Stanza 9: Abraham Lincoln, a Republican, lawyer, legislator and vocal opponent of slavery was elected 16th president of the US shortly before the outbreak of the war which lasted until 1865 and the passing of the 13th Amendment forever abolishing slavery in all US states and territories. Tragically he was assassinated shortly prior to this momentous Act.
Stowe's work continued prolifically in her writing and, in particular, her campaigning for married women's rights which under common law amounted to nothing at all. "She passes out of legal existence."

Stanza 10: In the ensuing 10 years after her husbands death, her mind rapidly deteriorated and she became increasingly detached, almost ghost-like in her strange behaviour. Her drive to re-write Uncle Tom's Cabin, inspired from memory of her visions from God, took lengthy, painstaking hours to complete a work she believed to be an original one. She was, inevitably, suffering from Alzheimers.

Stanza 11:*cri de coeur - cry from the heart, impassioned protest.

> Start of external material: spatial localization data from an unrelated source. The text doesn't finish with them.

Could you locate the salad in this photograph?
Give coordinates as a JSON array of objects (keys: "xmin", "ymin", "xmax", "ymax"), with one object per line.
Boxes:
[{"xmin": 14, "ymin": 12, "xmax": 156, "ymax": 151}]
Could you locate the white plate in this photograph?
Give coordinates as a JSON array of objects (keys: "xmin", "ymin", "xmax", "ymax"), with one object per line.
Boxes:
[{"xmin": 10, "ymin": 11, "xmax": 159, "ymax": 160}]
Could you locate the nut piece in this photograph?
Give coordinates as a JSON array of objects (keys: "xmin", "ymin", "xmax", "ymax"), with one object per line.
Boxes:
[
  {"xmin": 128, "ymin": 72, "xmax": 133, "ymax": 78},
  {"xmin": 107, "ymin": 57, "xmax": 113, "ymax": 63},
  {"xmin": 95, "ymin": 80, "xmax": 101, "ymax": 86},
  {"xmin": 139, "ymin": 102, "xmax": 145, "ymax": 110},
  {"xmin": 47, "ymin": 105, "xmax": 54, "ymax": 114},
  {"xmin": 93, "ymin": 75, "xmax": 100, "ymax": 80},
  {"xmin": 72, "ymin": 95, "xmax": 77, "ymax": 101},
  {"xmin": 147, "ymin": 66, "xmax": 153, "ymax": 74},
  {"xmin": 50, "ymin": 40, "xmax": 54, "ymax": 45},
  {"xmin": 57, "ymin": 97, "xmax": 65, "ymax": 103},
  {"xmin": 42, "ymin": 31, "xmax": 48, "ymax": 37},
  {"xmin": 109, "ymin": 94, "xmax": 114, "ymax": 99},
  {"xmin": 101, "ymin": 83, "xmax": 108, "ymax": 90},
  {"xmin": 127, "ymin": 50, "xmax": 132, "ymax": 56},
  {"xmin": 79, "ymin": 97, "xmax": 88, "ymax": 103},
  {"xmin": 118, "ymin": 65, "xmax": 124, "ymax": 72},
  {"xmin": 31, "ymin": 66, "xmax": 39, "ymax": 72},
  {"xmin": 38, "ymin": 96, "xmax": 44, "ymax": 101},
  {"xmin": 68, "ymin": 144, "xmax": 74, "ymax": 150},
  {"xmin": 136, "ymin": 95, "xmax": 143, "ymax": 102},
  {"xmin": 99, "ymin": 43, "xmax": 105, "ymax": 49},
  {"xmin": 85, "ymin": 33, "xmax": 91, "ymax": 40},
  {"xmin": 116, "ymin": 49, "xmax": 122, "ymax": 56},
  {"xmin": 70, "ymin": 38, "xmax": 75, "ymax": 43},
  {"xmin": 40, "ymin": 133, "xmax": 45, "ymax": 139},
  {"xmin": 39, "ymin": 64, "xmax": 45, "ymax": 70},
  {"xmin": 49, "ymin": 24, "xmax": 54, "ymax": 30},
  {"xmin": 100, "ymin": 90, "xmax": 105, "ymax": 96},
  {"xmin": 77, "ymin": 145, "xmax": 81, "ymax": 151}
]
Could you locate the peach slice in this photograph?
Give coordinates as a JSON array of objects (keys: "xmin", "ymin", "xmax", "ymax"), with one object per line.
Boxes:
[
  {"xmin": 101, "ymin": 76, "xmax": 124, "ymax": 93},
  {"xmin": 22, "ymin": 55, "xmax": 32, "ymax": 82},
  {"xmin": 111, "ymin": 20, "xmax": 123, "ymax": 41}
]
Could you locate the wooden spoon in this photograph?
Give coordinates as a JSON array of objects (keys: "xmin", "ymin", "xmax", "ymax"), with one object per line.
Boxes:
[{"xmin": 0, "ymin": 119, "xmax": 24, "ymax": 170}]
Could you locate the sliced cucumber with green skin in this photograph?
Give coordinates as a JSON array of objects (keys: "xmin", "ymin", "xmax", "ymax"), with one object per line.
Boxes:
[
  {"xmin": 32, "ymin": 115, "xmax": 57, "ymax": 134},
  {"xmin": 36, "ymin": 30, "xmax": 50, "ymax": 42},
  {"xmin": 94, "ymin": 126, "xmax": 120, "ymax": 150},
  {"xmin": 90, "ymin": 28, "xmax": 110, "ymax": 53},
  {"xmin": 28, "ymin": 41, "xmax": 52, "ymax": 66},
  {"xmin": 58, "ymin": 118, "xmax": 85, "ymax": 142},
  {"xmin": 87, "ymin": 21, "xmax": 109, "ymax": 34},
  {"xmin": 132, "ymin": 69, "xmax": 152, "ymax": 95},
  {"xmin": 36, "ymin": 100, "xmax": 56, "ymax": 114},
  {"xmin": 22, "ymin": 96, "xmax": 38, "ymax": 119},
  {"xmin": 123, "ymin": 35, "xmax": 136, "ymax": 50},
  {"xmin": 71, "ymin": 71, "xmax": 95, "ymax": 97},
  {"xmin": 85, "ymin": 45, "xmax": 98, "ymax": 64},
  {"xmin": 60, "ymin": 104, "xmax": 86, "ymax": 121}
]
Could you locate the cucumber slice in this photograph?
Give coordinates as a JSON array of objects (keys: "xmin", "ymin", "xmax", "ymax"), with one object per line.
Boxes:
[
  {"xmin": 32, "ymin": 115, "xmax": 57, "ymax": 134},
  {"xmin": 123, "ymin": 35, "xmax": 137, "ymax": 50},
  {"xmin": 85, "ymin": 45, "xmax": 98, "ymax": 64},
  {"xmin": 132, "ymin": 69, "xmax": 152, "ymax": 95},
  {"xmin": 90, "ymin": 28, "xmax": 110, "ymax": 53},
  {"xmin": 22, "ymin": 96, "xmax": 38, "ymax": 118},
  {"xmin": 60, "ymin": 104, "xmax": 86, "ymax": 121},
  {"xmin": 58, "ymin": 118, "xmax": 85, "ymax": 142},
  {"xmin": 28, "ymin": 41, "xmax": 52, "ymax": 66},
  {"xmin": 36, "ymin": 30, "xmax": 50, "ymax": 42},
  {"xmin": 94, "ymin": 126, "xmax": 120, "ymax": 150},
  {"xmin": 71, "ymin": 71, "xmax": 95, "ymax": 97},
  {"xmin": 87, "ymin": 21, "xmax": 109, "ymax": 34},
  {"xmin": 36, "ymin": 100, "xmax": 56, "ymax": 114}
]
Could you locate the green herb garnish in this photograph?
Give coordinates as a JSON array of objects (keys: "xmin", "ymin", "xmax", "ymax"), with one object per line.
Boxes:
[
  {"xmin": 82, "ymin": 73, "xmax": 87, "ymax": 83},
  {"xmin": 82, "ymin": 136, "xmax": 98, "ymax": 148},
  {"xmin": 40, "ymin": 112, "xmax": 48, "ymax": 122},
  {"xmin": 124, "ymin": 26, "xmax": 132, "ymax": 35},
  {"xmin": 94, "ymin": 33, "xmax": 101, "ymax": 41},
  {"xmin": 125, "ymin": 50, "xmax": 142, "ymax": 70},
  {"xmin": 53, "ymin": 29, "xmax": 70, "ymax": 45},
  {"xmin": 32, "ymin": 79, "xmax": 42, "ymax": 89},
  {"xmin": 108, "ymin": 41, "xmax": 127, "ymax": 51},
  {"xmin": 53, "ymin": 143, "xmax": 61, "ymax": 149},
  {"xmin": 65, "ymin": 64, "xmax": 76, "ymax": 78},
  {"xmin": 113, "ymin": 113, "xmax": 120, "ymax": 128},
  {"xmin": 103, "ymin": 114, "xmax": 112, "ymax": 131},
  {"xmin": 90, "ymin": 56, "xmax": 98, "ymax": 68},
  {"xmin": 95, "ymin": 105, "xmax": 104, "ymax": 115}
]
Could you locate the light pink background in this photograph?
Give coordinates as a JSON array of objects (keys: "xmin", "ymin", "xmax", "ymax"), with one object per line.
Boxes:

"I never thought my book would turn so many people against slavery."
Rather than preach from the pulpit, her great impact was rooted in her profound skill to reach out to the public more personally in stories, the great leveller. Lincoln said: "Public sentiment is everything."
*"he who moulds public sentiments goes deeper than he who enacts statutes or pronounces decisions. He makes statutes or decisions possible or impossible to be executed."